A PCA church in Lake Suzy, Florida

Sanctification

“Other seeds fell on good soil and produced grain, some a hundredfold, some sixty, some thirty. He who has ears, let him hear.” (Matt. 13:8-9)

When I went back home in August, my brother and I took a long walk around the hill behind his house. This was my playground growing up, and it brought many wonderful memories to me, even if the trek seemed so much more difficult now than it was then. As we neared the ridge at the top of the hill, my brother pointed to a stand of evergreens and asked me if I remembered anything about them. “Of course,” I said. When I was a boy scout, we had a project to take seedlings and plant them.

Trees are a wonderful thing, particularly mature ones. They provide shade and shelter, and even produce the oxygen that we breathe. Not so with those seedlings I planted almost 50 years ago. They don’t give much of either. Trees need a constant supply of sun, water, and nutrients over a long period of time to survive and thrive. But now, those seedlings that were no more than 6” tall were now towering trees some forty feet tall. As J.C. Kromsigt writes, “The good seed cannot flourish when it is repeatedly dug up for the purpose of examining its growth.”

Yesterday, Lucas Tanner encouraged us to think about our justification. As the Westminster Shorter Catechism notes, “Justification is an act of God’s free grace, wherein he pardons all our sin, and accepts us as righteous in his sight, only for the righteousness of Christ imputed to us, and received by faith alone.” (WSC #33). What a wondrous thought. God has declared us free, free of sin and shame, having robed us in the righteousness of Christ.

But if we’re honest, one simply glance at our lives tells another story. We often wonder whether we are growing in holiness. That is the process of sanctification. Sanctification is a slow process of dying to the flesh and living unto God. Just as it is impossible to know exactly what a tree seedling is going to look like in ten years, it can be frustrating to attempt to evaluate our growth in Christ over the short term.

In his parables, Jesus uses the image of plants to describe spiritual growth in the gospels of Matthew and John (see Matt. 13:1–32 and John 15:1–7). As I stated above, the good seed of the gospel that falls on the heart prepared by the Holy Spirit through the new life we have in Christ will produce a harvest.

Throughout the New Testament, believers are encouraged to grow in long-term community with each other in the local church (Acts 2:42; Eph. 4:11–13; Col. 3:16). In his letter to the Ephesians, the apostle Paul writes about this dynamic of growth within the body of Christ:

“Rather, speaking the truth in love, we are to grow up in every way into him who is the head,      into Christ, from whom the whole body, joined and held together by every joint with which it is equipped, when each part is working properly, makes the body grow so that it builds itself up in love” (Eph. 4:15–16).

Jesus describes this organic union with his people by using the metaphor of a vine and its branches: “Abide in me, and I in you.

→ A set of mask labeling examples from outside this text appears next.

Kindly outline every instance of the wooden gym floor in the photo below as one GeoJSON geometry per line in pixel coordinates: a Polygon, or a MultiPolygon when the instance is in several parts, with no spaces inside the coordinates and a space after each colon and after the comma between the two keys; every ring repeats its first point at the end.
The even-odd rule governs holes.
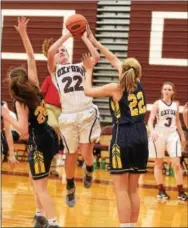
{"type": "MultiPolygon", "coordinates": [[[[35,213],[32,188],[27,176],[27,162],[20,162],[10,170],[2,164],[2,227],[32,227],[35,213]]],[[[76,172],[77,203],[74,208],[65,204],[64,168],[61,178],[49,178],[49,192],[53,197],[59,223],[62,227],[119,227],[115,196],[108,171],[96,170],[94,184],[85,189],[82,168],[76,172]]],[[[187,191],[188,177],[184,176],[187,191]]],[[[140,178],[141,210],[138,227],[188,227],[188,204],[177,200],[174,177],[164,177],[171,196],[169,201],[157,200],[153,173],[140,178]]]]}

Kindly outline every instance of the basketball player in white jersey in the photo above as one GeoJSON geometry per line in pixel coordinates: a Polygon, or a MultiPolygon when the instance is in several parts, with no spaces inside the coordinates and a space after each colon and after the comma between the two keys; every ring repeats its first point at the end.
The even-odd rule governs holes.
{"type": "MultiPolygon", "coordinates": [[[[73,207],[76,202],[74,175],[78,149],[86,164],[83,183],[86,188],[89,188],[92,184],[93,146],[100,137],[101,128],[98,108],[92,103],[92,98],[84,94],[83,63],[71,63],[63,45],[70,37],[72,37],[71,33],[67,33],[50,46],[48,69],[61,100],[62,114],[59,117],[59,126],[66,153],[66,203],[69,207],[73,207]]],[[[81,39],[91,53],[93,64],[96,64],[100,57],[87,38],[87,32],[82,35],[81,39]]]]}
{"type": "Polygon", "coordinates": [[[148,120],[150,130],[149,156],[150,158],[155,158],[154,176],[159,189],[157,197],[160,199],[170,199],[163,186],[162,175],[163,158],[165,151],[167,151],[175,171],[178,199],[184,201],[187,200],[187,195],[183,191],[180,157],[181,143],[185,143],[185,136],[179,120],[179,103],[174,101],[174,84],[164,82],[161,93],[162,99],[157,100],[153,104],[148,120]],[[155,118],[157,118],[157,123],[153,127],[155,118]]]}

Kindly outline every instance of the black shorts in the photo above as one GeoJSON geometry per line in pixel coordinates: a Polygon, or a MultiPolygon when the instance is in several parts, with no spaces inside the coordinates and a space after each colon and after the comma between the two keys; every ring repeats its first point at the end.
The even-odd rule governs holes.
{"type": "Polygon", "coordinates": [[[110,172],[146,173],[148,137],[144,123],[114,125],[110,144],[110,172]]]}
{"type": "Polygon", "coordinates": [[[47,126],[43,132],[32,130],[28,141],[28,161],[33,180],[48,176],[53,156],[58,152],[58,137],[47,126]]]}

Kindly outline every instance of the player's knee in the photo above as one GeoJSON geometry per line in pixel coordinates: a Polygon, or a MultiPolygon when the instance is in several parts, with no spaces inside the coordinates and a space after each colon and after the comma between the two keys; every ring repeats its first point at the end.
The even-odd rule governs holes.
{"type": "Polygon", "coordinates": [[[162,160],[156,160],[155,161],[155,168],[156,169],[162,169],[163,168],[163,161],[162,160]]]}
{"type": "Polygon", "coordinates": [[[172,167],[174,168],[174,170],[177,172],[181,169],[181,165],[179,163],[173,163],[172,167]]]}

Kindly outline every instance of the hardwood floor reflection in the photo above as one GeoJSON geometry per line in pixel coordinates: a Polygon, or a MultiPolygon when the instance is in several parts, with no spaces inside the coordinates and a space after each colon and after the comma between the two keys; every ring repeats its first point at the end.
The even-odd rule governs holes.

As the branch cannot bear fruit by itself, unless it abides in the vine, neither can you, unless you abide in me” (John 15:4).

The Bible instructs all believers to gather regularly to hear the preaching of God’s Word, receive baptism and the Lord’s Supper, and pray together. Christ is present in these means of God’s grace through the power of the Holy Spirit.

While the Holy Spirit is not limited to using Word, Sacrament, and prayer in his work of sanctification, these are God’s ordinary means of grace. We should be diligent to attend worship where we are properly bathed and regularly nourished with sound biblical preaching and teaching. We can supplement these with other resources, but they are not meant to be substitutes for regular participation in the local church community.

We don’t have to worry about whether we are being sanctified. God has promised to conform all his children to the image of Christ, for “he who began a good work in you will bring it to completion at the day of Jesus Christ” (Phil. 1:6). Christians do need to obey God’s command to gather regularly with their fellow saints (Heb. 10:25). This is the way God has ordered his church on earth so that his sheep are properly cared for and guarded from the snares of the evil one (Heb. 13:17). You can be confident about your spiritual growth in Christ, because God is the one who is working through his Holy Spirit in those who are his in Christ (Eph. 1:11–12).